La Russie a prétexté que les russophones étaient discriminés : pourquoi l’Ukraine ne proposerait-elle pas une constitution bilingue à l’instar d’autres nations, ce qui, entre guillemets, arrangerait beaucoup de citoyens ? Poutine se dit tracassé par l’entrée de l’Ukraine dans l’OTAN et l’Union européenne : proposons-lui un deal aussi avantageux en créant une union de pays voisins appelée « Bosphore-Caucase », réunissant un poids lourd comme la Turquie (qui a l’avantage de faire partie de l’OTAN tout en maintenant de bonnes relations avec Moscou), la Moldavie, la Géorgie, le Kazakhstan, l’Ukraine et d’autres éventuellement.

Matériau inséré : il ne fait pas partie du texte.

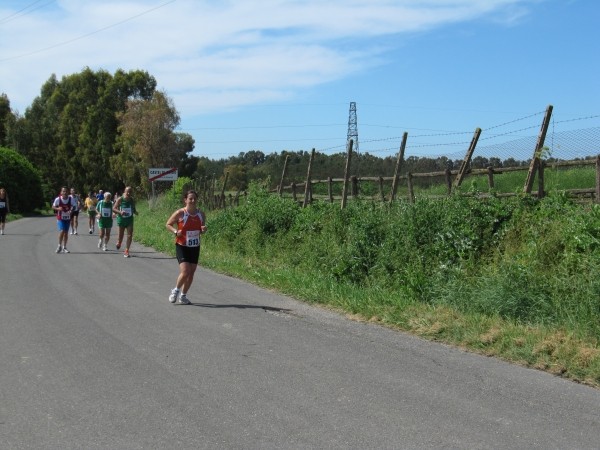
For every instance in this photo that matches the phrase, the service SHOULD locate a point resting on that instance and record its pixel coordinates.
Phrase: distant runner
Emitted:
(125, 209)
(63, 206)
(105, 213)
(4, 209)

Cela résoudrait un sérieux problème à la fois de stabilité dans toute cette région mais aussi pour l’Union européenne qui aura bien du mal à les inclure, la crise des agriculteurs en est l’exemple. Cette union pourrait commercer en relation privilégiée avec l’Europe ou même avec la Russie pour les pays que ça intéresse. La Russie signerait en échange une nouvelle charte de respect de l’intégrité ukrainienne. La reconstruction de l’Ukraine se ferait par la Russie dans sa partie occupée au moment de l’accord, tandis que, dans le reste du territoire, l’État ukrainien, avec le soutien de l’aide internationale qui se traduirait par des dons ou des prêts, en prendrait la responsabilité. Les deux pays s’engageraient à livrer les responsables de crimes de guerre – crimes crapuleux et incontestables –, afin qu’ils soient jugés par la Cour internationale de justice. Il reste une quatrième issue : ne rien faire, continuer où ça nous mènera, c’est-à-dire dans un mur qui ne cesse de grandir à mesure que s’écoulent les jours et les slogans.

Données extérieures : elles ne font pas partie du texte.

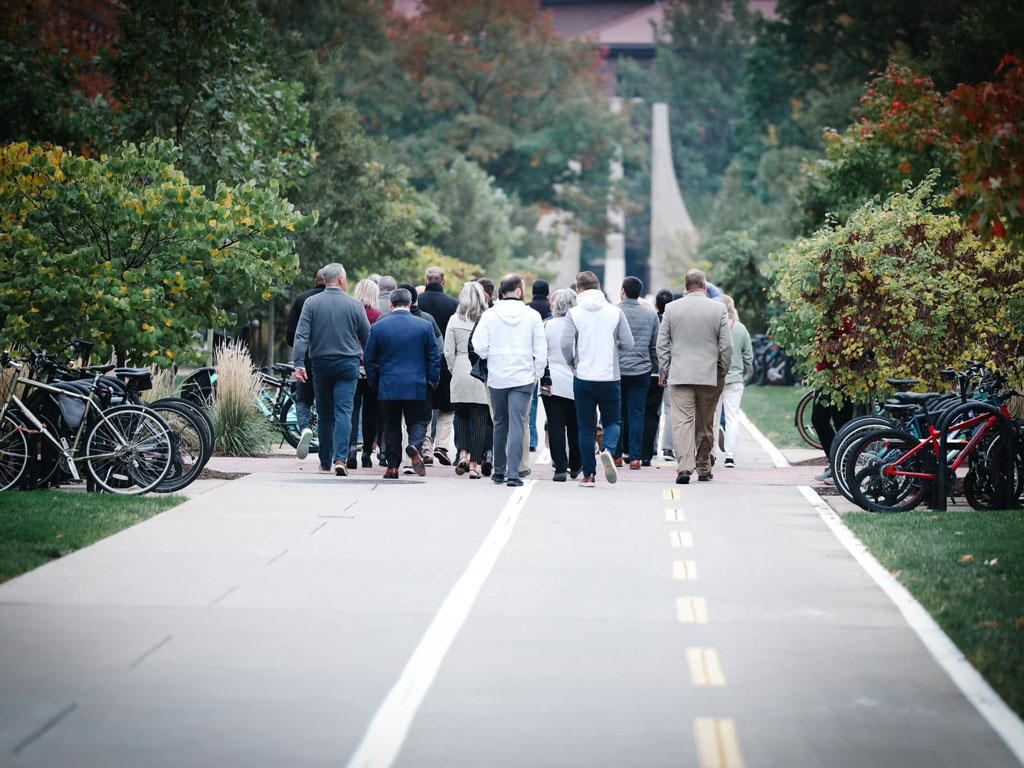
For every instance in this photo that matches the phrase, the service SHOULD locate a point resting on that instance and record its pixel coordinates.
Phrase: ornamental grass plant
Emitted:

Fabrice Michel & Gaspard Rambel

  1. Richelieu, gouverneur d’Odessa – France Mémoire (france-memoire.fr)
  2. Proclamation d’indépendance de l’Ukraine | Evenements | Perspective Monde (usherbrooke.ca)
  3. Guerre en Ukraine : « Une avancée du front vers Odessa ou vers Kiev », Emmanuel Macron annonce ce scénario « qui pourrait engager une intervention » de la France – lindependant.fr
  4. L’échec de « l’opération militaire spéciale» de Poutine est celui du renseignement russe | Slate.fr
  5. À Odessa, « il faudra des années » pour reconstruire la cathédrale touchée par les frappes (radiofrance.fr)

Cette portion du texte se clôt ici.